Julian Is drawn to Shy as she is unlike anyone he has ever met. Meanwhile, whilst living with Frank, his world view is thrown into question, especially with his views on the culling of whales.
There are a lot of thigs going on in this book, and the book turned into something that I did not expect. Now, obviously there are the ethical consideration of the culling of whales and the role of tradition, even though it is abhorrent. In addition, there is the question of how to change hearts and minds, is it either with force or with education and measured arguments. With the FAAC, the extremism of the group has a counterproductive effect and forces the occupants of Blake’s Cove to become more steadfast in their resolve to continue with their traditions, whilst with Frank, who quietly shows his defiance of the tradition with facts, figures and education. Keteri Stanley explores both sides of the argument with equally measured arguments.
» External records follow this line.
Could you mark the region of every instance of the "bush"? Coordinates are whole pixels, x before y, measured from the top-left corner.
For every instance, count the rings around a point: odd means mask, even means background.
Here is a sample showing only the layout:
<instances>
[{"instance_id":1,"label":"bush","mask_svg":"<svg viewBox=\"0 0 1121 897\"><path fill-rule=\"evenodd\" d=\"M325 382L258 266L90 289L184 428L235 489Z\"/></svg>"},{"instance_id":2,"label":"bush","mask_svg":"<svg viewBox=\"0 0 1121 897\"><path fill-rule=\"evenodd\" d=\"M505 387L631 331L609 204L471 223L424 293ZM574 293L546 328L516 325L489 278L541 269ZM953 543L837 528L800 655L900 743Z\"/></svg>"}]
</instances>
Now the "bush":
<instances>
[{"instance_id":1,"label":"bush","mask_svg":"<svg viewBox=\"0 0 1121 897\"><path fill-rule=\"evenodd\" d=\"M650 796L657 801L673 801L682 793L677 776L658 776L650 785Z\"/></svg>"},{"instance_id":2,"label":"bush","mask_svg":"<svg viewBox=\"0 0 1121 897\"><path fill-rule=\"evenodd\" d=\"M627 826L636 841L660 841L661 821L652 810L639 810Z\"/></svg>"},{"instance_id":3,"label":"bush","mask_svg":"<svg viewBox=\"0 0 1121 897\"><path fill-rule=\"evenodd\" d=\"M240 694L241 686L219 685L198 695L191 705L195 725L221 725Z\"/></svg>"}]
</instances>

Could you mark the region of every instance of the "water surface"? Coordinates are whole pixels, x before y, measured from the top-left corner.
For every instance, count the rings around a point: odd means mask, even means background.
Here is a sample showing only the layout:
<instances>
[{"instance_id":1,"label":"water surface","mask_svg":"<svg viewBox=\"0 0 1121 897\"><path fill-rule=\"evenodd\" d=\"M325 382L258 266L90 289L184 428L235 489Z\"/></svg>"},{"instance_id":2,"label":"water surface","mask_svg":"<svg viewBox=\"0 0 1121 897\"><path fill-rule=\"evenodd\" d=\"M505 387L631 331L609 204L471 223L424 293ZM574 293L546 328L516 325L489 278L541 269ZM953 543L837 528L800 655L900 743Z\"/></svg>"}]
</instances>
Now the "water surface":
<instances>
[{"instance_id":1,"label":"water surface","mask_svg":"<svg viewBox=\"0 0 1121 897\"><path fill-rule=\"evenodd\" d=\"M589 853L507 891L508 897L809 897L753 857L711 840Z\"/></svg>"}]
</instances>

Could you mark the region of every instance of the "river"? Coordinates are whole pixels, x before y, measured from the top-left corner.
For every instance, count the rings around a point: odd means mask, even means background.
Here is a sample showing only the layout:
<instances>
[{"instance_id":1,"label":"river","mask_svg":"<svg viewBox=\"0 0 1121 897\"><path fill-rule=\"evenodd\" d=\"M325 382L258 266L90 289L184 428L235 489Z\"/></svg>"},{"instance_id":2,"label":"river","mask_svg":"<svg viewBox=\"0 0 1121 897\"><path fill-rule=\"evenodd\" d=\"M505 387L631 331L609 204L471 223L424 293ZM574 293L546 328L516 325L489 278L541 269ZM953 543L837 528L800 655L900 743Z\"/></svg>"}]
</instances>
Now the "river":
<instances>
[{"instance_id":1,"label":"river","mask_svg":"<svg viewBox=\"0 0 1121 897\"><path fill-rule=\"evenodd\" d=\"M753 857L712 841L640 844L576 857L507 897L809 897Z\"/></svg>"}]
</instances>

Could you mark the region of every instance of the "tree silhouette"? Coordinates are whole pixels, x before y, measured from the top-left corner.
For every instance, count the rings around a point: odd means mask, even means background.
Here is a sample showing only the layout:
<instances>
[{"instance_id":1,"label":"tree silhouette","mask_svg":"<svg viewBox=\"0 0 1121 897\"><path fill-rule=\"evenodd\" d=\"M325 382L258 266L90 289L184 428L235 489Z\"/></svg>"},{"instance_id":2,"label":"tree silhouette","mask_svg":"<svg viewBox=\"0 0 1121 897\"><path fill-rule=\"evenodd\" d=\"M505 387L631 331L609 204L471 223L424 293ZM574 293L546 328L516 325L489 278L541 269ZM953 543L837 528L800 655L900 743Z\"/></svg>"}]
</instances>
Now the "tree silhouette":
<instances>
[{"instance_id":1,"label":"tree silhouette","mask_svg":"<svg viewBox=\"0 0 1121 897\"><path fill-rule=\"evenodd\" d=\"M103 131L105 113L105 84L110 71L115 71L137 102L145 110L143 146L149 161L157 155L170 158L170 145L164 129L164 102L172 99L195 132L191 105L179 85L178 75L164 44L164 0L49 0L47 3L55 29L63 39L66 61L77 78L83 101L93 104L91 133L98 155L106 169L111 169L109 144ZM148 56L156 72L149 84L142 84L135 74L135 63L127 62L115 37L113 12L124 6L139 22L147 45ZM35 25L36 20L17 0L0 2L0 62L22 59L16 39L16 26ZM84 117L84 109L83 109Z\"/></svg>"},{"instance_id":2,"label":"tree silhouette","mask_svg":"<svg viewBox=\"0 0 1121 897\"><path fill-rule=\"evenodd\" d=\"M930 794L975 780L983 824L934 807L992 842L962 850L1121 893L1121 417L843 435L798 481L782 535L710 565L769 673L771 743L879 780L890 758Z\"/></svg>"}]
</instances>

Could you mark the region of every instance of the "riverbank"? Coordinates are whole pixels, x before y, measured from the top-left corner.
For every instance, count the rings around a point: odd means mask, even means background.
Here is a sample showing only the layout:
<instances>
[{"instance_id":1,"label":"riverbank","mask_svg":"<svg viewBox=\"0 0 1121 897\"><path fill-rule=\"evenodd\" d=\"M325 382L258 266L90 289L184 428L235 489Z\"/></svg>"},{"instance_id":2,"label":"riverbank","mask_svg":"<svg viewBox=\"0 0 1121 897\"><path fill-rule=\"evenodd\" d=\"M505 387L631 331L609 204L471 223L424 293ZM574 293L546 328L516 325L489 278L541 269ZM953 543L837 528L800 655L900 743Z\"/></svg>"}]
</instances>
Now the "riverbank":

In addition to this is the murder mystery plot, a slice of life story and elements of romance. All of this works surprisingly well together, and it shows Kateri Stanley’s ability to write and keep all these other plates spinning.
The writing was pretty solid and whilst it took a good portion of the book for the aspects of the story to kick in, I was always wanting to find out what happens next.
As for the fantastical elements of the story, they never seemed out of place and seemed to organically mesh with the other parts of the story, which leads us to a brutal and fast paced finale. Furthermore, Kateri Stanley did something that I wasn’t quite expecting, she took a fantastical creature that I am not all that bothered about and made them interesting, which is pretty mean feat.